[saga-rg] exceptions...
Andre Merzky
andre at merzky.net
Mon Feb 20 03:41:33 CST 2006
Hi Pascal,
thanks for the feedback! :-)
Cheers, Andre.
Quoting [Pascal Kleijer] (Feb 20 2006):
> Date: Mon, 20 Feb 2006 09:09:01 +0900
> From: Pascal Kleijer <k-pasukaru at ap.jp.nec.com>
> To: Andre Merzky <andre at merzky.net>
> CC: SAGA RG <saga-rg at ggf.org>
> Subject: Re: [saga-rg] exceptions...
>
> Hello all,
>
> Just to support Andre and Hartmut!
>
> > - if an exception is fatal or not depends on the use case
> > ("Can't suspend job" - fatal or not?)
>
> Exact. The API can in most cases not decide what it is. I have cases
> where I consider a same exception as an internal signal and in order
> cases I throw it upwards to the application.

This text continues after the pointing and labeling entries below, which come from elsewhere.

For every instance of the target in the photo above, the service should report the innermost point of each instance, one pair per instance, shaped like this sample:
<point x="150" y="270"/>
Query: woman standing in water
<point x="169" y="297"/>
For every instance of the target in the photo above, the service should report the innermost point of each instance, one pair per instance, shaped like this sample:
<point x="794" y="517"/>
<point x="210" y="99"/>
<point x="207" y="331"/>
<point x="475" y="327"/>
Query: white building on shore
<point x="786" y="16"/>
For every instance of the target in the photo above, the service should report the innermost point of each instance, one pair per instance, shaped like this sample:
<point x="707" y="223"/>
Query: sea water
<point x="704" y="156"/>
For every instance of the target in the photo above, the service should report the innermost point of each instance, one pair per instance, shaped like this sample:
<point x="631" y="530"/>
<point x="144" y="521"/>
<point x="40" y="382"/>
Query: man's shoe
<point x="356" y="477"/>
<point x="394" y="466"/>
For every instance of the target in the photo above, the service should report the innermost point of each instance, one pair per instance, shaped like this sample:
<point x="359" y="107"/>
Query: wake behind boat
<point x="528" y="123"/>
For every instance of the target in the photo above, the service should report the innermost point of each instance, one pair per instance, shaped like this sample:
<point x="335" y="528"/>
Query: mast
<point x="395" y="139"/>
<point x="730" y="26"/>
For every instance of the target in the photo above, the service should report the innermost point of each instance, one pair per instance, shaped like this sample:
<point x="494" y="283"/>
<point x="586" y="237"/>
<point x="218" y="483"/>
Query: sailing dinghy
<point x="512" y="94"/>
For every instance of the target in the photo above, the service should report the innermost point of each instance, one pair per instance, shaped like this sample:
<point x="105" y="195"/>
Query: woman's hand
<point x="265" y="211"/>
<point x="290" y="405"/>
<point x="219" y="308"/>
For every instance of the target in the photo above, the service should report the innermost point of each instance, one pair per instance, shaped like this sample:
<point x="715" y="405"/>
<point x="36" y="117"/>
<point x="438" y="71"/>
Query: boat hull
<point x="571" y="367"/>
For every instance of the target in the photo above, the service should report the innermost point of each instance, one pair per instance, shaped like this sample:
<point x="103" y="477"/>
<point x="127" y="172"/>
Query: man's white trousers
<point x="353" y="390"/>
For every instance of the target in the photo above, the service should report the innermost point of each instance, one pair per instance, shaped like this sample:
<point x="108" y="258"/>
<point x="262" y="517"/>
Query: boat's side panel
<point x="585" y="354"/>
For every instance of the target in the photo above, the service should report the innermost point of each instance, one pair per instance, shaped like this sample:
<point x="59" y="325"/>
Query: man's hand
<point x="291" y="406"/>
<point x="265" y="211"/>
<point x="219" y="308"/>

Unless you can clearly
> identify "fatal" and eventually handle it, you should expose the problem
> to the application.
>
>
>
> > - a non-fatal backend exception could be recovered from by
> > the saga implementation, and would hence not reach the
> > application - so we don't need it. If we can't recover,
> > it might well be fatal.
>
> Yes, if the API can do nothing or don't know how to handle it, throw it
> upward. Their might be cases where the SAGA implementation differs. For
> example, if one implementation has disconnection recovery implemented
> and another not, one might mute and recover from the exception when the
> other will throw it.
>
>
>
> > - obviously bad things like 'not enough memory' don't need
> > to be put into saga exceptions - have nothing to do with
> > saga semantics.
>
> Right, not in the API scope. In Java they are not even Exceptions but
> Errors (Fatal) and they are unchecked. You can trap them and eventually
> handle them, but in most cases it is hard to recover from them.
>
>
>
> >So, I/we _think_ the agreement was to have only one simple
> >saga::exception class which gets thrown whenever something
> >happens which violates the semantic contract of a saga call.
>
> The different implementation can always sub-class them to provide better
> exception semantic. A single saga::exception class is more then enough.
>
> Anyway you have my support on this.